To ensure farm inputs are used efficiently, circa £30,000 has been invested in machinery mounted technologies such as variable rate applicators for seed, fertiliser and spray.

Strongest signal

The use of roaming SIMs – phone network cards which latch on to the strongest signal at any given location – enable data communication between operators out in the field and the firm’s main office . “It comes at quite a cost – around £1200/annum in SIM charges alone – which is difficult to allocate back to customers,” he suggests.

But despite the frustration associated with technology it has to be said that boys do like their toys. And Herefordshire, suggests Mr Dudfield, is a micro climate all of its own with demand for the latest kit driven by of the richness of the county’s cropping driven initially by potato production. “When growers are making money they’ll invest in modern equipment, but they want it to be reliable.”

This comment is soon met with a retort from his son-in-law questioning the need for and existence of four-figure extended warranty packages for modern high horsepower tractors.

The real challenge for machinery operators, says Mr Williams, is keeping tabs on smaller variable expenses such as tines, bearings, nuts and bolts. “It’s death by a thousand cuts,” he says.

Fortunately, Penny is immersed in the monitoring of the business. It’s not new ground having been company secretary at RFM for two decades preceding her father’s retirement.

Crossing the metaphorical fence from machinery sales to machine operator has been an eye-opener for Mr Dudfield. Differences between actual day-to-day performance over that promoted by manufacturers is often apparent. “But if there’s one development that’s been a real step-change it’s vario-type (rather than power-shift) transmissions; it’s what we call a Lexion moment,” he reflects

Tractor fleet

Ironically, Mr Dudfield uses the older and more basic model in the company’s tractor fleet – a Case Maxxum 140 – for duties that include hedge-cutting, topping, raking and tedding.

Other kit includes a Fendt 936 tractor, two 724s, and a 718. A JCB 414 loader and 536 tele-handler sit alongside a Househam Air Ride 24m sprayer with a Claas 760 TT tracked combine arriving in time for the 2017 harvest.

Cultivation equipment is geared to min-till operations although deep ploughing is undertaken with a Kuhn Multi-master fitted with slatted boards. A five-metre Discaerator and three-meter Sumo Trio (used on heavier ground and fitted with a oilseed rape seed applicator) are used widely along with a variable rate Horsch Pronto six-metre drill.

The firm’s Bredal KRM K85 10t capacity spreader running on floatation tyres handles both lime and Fibrophos across arable and grassland. Potato ground is prepared using a Scanstone triple bed tiller owned by a local grower but operated behind the Fendt 936, explains Mr Williams.

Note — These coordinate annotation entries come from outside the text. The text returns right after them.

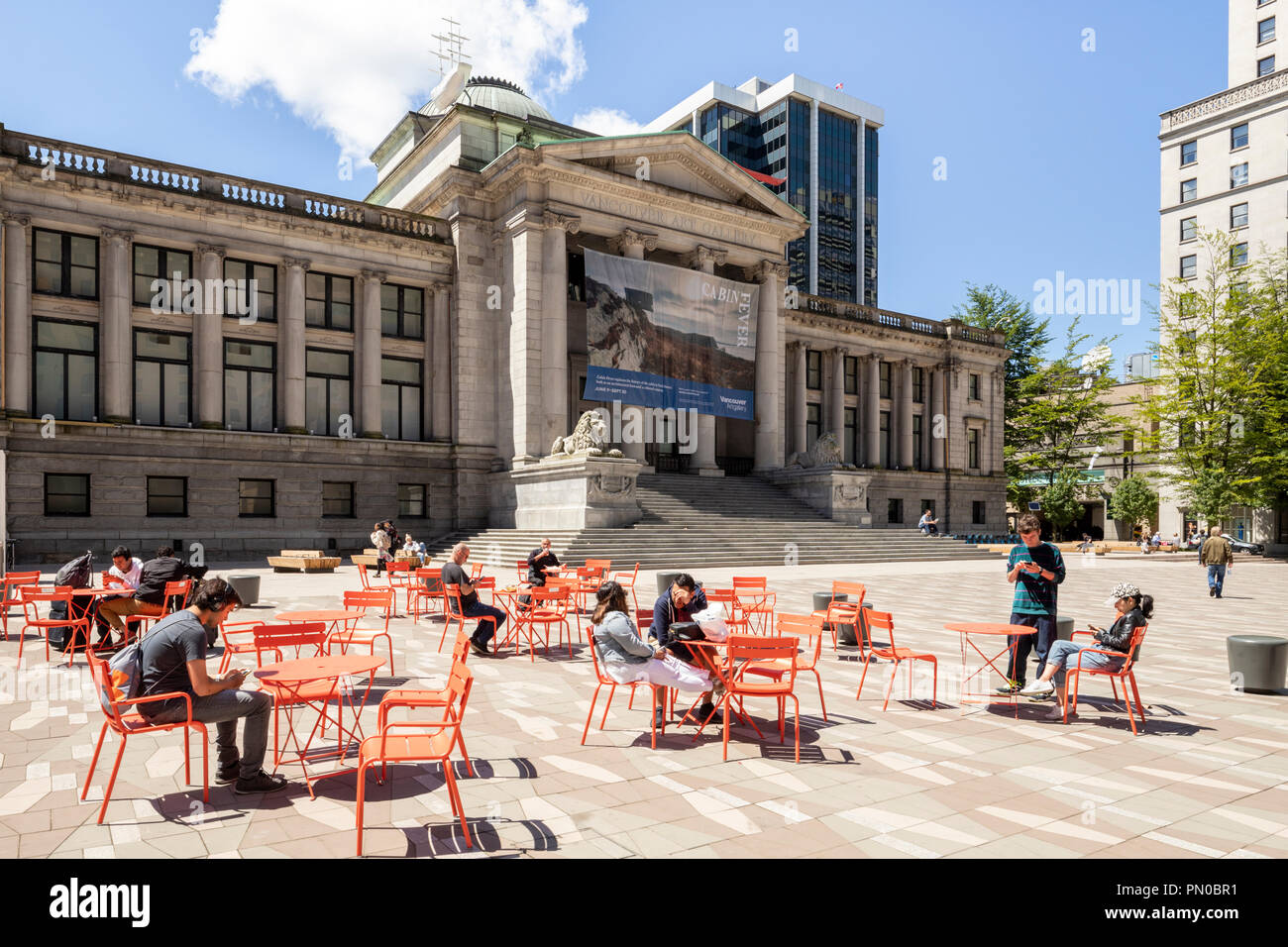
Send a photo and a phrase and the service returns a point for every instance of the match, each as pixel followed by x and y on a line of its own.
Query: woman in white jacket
pixel 627 659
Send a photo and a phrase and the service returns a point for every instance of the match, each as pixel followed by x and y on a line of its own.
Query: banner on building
pixel 670 338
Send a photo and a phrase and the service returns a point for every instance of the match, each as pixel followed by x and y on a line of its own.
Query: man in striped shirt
pixel 1037 570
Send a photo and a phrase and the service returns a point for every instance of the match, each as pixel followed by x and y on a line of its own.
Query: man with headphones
pixel 172 657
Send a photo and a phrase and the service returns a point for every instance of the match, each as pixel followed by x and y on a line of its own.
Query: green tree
pixel 1133 500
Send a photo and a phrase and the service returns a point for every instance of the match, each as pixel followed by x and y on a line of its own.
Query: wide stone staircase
pixel 691 522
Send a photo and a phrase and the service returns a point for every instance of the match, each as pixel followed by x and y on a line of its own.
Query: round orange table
pixel 988 629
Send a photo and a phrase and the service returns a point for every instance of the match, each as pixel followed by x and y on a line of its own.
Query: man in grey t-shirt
pixel 172 657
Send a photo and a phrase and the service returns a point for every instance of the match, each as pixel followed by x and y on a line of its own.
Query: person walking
pixel 1218 556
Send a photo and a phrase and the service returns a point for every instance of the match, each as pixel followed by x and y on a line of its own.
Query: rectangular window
pixel 338 499
pixel 162 379
pixel 254 291
pixel 329 302
pixel 64 264
pixel 153 263
pixel 167 496
pixel 812 369
pixel 250 385
pixel 411 500
pixel 256 499
pixel 399 398
pixel 65 369
pixel 65 495
pixel 327 389
pixel 402 312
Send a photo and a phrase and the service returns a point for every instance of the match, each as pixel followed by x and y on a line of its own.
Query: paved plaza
pixel 1207 779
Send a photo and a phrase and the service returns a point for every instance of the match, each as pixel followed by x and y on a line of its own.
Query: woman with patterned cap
pixel 1133 611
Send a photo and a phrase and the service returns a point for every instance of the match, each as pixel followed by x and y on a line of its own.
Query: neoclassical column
pixel 554 326
pixel 872 425
pixel 632 244
pixel 769 438
pixel 906 414
pixel 836 402
pixel 938 418
pixel 115 335
pixel 706 260
pixel 207 339
pixel 369 354
pixel 17 315
pixel 290 343
pixel 438 355
pixel 800 437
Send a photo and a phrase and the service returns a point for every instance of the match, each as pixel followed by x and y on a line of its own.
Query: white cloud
pixel 606 121
pixel 355 68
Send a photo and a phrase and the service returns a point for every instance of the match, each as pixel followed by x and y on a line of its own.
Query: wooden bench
pixel 303 561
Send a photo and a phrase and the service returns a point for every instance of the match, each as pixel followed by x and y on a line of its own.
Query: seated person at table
pixel 149 598
pixel 172 657
pixel 452 574
pixel 627 659
pixel 1133 611
pixel 679 603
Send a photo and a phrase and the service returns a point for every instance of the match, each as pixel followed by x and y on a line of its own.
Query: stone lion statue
pixel 824 453
pixel 588 437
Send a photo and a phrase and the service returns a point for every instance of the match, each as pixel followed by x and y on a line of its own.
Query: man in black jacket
pixel 150 596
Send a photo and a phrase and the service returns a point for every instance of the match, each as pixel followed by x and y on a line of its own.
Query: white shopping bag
pixel 711 621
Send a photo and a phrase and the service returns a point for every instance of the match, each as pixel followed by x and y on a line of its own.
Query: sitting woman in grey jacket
pixel 627 659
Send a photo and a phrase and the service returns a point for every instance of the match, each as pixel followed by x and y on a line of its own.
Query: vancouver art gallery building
pixel 415 356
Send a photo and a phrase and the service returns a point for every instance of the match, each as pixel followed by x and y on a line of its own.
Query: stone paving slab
pixel 1207 779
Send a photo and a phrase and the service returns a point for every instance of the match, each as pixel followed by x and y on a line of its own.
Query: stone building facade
pixel 410 350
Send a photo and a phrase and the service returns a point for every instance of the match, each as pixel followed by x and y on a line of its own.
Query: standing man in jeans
pixel 1218 556
pixel 1035 569
pixel 172 656
pixel 454 574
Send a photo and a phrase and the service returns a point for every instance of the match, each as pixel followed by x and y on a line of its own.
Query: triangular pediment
pixel 674 159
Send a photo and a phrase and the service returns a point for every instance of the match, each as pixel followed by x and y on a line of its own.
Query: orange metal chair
pixel 603 680
pixel 12 598
pixel 755 602
pixel 124 724
pixel 746 651
pixel 884 621
pixel 1126 674
pixel 31 596
pixel 434 744
pixel 804 626
pixel 352 634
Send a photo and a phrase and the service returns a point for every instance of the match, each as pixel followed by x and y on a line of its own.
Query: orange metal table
pixel 988 629
pixel 287 681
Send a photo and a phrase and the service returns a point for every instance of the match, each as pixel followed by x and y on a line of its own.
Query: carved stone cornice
pixel 631 239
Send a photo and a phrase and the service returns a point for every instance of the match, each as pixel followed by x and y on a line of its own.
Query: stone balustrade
pixel 130 169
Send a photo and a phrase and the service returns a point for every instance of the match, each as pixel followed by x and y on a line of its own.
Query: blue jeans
pixel 1046 637
pixel 484 630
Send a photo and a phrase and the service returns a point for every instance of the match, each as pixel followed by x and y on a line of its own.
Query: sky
pixel 1020 141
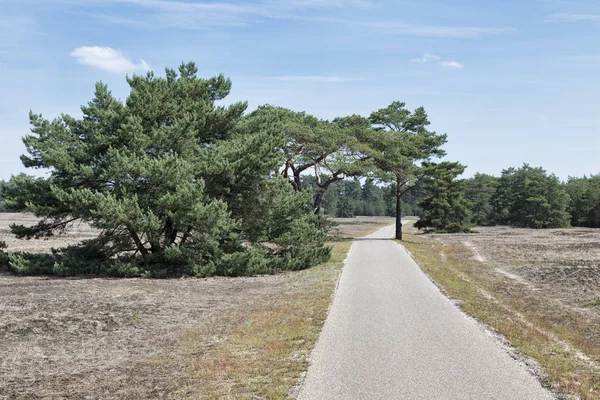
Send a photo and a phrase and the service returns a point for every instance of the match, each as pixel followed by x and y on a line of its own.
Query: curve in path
pixel 391 334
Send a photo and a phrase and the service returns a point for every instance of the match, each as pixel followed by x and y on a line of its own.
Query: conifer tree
pixel 170 181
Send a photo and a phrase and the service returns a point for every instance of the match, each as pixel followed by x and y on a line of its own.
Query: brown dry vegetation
pixel 537 288
pixel 215 338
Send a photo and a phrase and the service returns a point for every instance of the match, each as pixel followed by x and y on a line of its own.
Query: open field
pixel 212 338
pixel 539 289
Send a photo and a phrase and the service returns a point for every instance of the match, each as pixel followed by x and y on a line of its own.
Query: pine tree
pixel 401 144
pixel 171 181
pixel 445 208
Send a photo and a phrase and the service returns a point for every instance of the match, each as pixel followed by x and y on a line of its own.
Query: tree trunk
pixel 318 200
pixel 398 211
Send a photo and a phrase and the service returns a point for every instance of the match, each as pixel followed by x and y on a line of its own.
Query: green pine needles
pixel 172 183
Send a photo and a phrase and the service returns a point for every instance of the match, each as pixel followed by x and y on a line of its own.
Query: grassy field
pixel 217 338
pixel 539 289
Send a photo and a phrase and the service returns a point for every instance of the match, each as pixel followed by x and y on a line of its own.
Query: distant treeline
pixel 530 197
pixel 524 197
pixel 521 197
pixel 350 197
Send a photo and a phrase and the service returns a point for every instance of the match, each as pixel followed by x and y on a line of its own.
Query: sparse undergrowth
pixel 558 337
pixel 171 339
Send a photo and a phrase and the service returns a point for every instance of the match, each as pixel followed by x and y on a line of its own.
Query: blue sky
pixel 509 82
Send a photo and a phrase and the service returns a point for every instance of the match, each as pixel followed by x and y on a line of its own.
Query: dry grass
pixel 171 339
pixel 507 279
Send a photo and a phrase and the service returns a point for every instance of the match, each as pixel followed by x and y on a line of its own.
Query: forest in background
pixel 177 184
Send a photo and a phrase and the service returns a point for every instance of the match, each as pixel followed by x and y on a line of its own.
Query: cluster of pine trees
pixel 178 184
pixel 352 197
pixel 531 198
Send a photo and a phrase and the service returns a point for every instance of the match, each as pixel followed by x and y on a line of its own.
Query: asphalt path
pixel 391 334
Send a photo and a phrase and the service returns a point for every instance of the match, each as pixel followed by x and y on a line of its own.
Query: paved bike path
pixel 391 334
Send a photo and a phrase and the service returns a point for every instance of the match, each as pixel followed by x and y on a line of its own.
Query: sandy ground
pixel 561 262
pixel 93 338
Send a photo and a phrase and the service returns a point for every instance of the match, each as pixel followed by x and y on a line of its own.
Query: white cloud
pixel 572 17
pixel 180 14
pixel 436 30
pixel 314 78
pixel 108 59
pixel 426 57
pixel 451 64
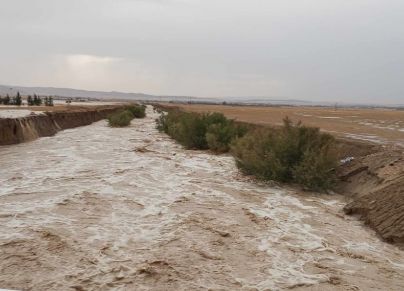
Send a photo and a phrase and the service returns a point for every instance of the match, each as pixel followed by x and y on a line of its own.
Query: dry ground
pixel 376 125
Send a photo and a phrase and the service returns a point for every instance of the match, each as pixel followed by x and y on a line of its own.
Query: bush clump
pixel 138 111
pixel 200 131
pixel 120 119
pixel 294 153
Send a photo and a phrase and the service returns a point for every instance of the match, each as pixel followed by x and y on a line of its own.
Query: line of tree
pixel 16 100
pixel 31 100
pixel 34 101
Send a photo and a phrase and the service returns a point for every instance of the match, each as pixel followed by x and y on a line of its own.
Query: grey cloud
pixel 310 49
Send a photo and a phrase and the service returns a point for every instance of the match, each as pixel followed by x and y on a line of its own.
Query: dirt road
pixel 99 208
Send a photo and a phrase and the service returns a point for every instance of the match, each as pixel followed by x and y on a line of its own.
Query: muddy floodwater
pixel 99 208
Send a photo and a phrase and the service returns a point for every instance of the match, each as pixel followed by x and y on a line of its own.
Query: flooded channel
pixel 99 208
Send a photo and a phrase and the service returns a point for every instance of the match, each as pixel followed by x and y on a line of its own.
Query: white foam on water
pixel 92 183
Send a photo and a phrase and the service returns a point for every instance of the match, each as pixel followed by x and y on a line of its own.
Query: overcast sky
pixel 329 50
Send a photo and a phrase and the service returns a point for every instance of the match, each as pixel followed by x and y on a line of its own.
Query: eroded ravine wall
pixel 18 130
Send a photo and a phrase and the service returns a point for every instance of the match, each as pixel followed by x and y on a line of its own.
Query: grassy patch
pixel 138 111
pixel 293 153
pixel 200 131
pixel 120 119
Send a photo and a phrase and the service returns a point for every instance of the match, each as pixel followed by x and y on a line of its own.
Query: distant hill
pixel 121 96
pixel 75 93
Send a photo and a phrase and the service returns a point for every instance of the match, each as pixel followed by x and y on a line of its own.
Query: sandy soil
pixel 128 209
pixel 58 107
pixel 376 125
pixel 17 113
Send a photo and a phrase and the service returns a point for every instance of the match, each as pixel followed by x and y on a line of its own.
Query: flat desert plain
pixel 378 125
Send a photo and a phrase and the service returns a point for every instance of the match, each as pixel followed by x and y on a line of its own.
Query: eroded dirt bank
pixel 373 181
pixel 17 130
pixel 128 209
pixel 376 184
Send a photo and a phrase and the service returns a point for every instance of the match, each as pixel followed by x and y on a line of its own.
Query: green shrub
pixel 120 119
pixel 294 153
pixel 200 131
pixel 138 111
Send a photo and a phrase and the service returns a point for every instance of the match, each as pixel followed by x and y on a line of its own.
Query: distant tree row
pixel 16 100
pixel 31 100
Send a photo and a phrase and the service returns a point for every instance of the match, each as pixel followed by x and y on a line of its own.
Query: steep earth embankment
pixel 373 182
pixel 376 184
pixel 17 130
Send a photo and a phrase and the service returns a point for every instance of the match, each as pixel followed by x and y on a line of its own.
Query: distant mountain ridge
pixel 122 96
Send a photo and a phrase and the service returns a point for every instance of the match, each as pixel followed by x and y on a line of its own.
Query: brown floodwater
pixel 100 208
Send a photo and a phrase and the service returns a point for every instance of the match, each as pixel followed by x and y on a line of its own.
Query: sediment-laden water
pixel 99 208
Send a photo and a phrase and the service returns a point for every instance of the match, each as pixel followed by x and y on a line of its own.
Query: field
pixel 130 209
pixel 375 125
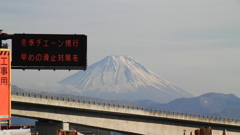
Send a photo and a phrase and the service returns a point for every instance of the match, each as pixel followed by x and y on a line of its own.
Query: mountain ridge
pixel 123 78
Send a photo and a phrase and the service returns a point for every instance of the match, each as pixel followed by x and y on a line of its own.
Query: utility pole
pixel 4 36
pixel 0 38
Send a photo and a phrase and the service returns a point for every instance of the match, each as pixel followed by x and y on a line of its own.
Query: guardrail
pixel 111 103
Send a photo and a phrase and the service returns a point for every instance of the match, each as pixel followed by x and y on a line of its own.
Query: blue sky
pixel 193 44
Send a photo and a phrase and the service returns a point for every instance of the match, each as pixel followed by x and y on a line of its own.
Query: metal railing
pixel 104 102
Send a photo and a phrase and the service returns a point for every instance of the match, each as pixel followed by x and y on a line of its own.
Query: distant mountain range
pixel 213 104
pixel 123 78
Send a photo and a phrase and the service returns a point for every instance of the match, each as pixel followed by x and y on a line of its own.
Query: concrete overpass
pixel 132 120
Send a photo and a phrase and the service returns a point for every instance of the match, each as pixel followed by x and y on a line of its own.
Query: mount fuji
pixel 123 78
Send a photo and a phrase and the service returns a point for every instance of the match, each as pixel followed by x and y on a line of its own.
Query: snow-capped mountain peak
pixel 120 75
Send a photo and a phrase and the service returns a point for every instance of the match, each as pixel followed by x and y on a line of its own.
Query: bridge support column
pixel 49 127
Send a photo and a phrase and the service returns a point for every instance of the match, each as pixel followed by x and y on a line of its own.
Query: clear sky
pixel 192 44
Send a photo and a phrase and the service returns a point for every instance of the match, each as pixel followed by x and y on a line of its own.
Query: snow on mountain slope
pixel 121 77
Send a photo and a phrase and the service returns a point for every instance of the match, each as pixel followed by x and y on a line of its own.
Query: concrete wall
pixel 119 119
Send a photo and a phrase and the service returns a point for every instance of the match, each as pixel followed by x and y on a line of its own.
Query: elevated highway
pixel 129 119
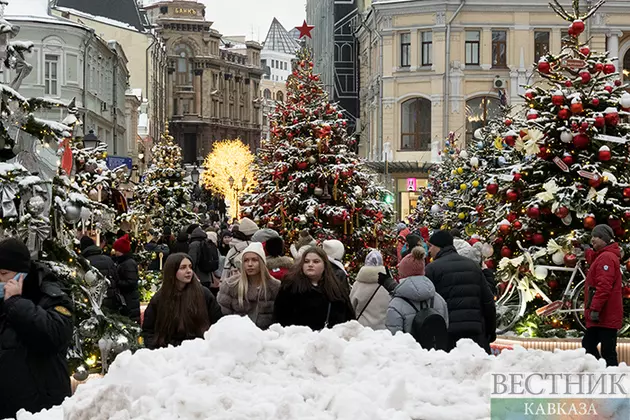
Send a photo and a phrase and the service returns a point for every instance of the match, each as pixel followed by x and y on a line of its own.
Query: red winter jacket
pixel 604 280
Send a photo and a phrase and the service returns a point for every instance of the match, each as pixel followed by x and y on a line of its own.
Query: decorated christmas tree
pixel 164 196
pixel 308 177
pixel 572 178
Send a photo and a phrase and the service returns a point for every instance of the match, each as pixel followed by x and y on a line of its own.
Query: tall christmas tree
pixel 573 176
pixel 308 176
pixel 164 196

“We also undertake whole-farm contracting like that which allows a neighbour to concentrate on more profitable edge-of-town developments. Why spent 80% of your time looking after something that could be a marginal crop?” he suggests.

But time is a precious commodity for farmers and contractors alike. “Finding an Isobus solution to integrate mapping software would be a Lexion moment all of its own,” he says.